The Vision: One Topic, One Video
Content creation is time-consuming. Scriptwriting, voiceovers, finding stock footage, and editing can take hours for a single minute of video. I wanted to solve this by building a pipeline that takes a single text prompt (e.g., "The History of Chess") and outputs a complete, polished MP4 video.
The catch? It had to be completely automated and use only free-tier tools.
The Tech Stack
I orchestrated the workflow using n8n, a powerful workflow automation tool, connecting several specialized AI services:
- Google Gemini (Free Tier): Acts as the "Brain". It generates structured scripts, separating identifying narration from visual scene descriptions.
- Edge TTS: Provides high-quality, neural-sounding voiceovers without the cost of premium APIs like ElevenLabs.
- Pexels API: Fetches relevant, high-quality stock images for each scene based on Gemini's visual queries.
- MoviePy & FFmpeg: The engine room. A Python script stitches images and audio together, applying the "Ken Burns" effect (pan and zoom) to bring static images to life.
How It Works
The n8n workflow triggers the process:
- Script Generation: Gemini creates a JSON-formatted script with scenes.
- Asset Gathering: The system downloads images and generates audio files for each scene in parallel.

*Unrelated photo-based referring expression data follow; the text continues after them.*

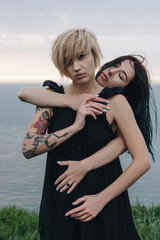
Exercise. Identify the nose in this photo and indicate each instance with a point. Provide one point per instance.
(113, 71)
(76, 66)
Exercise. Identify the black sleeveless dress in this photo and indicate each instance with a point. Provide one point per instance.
(115, 221)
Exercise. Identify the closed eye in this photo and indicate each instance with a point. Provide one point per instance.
(81, 56)
(121, 77)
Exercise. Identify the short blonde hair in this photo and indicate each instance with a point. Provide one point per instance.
(68, 44)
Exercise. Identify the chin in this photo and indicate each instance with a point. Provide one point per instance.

- Assembly: The Python script combines these assets, overlays subtitles, and renders the final 1080p video.
Challenges & Solutions
Context Consistency: Keeping the visuals consistent was tricky. I solved this by refining the prompt engineering for Gemini to generate very specific, descriptive visual queries for Pexels.
API Limits: Using free tiers meant hitting rate limits. I implemented robust error handling and retries in the Python script to manage this gracefully.
Results
The result is a "set it and forget it" system. You input a topic, and a few minutes later, you have a video ready for upload. It's a testament to the power of combining modern AI tools with classic automation logic.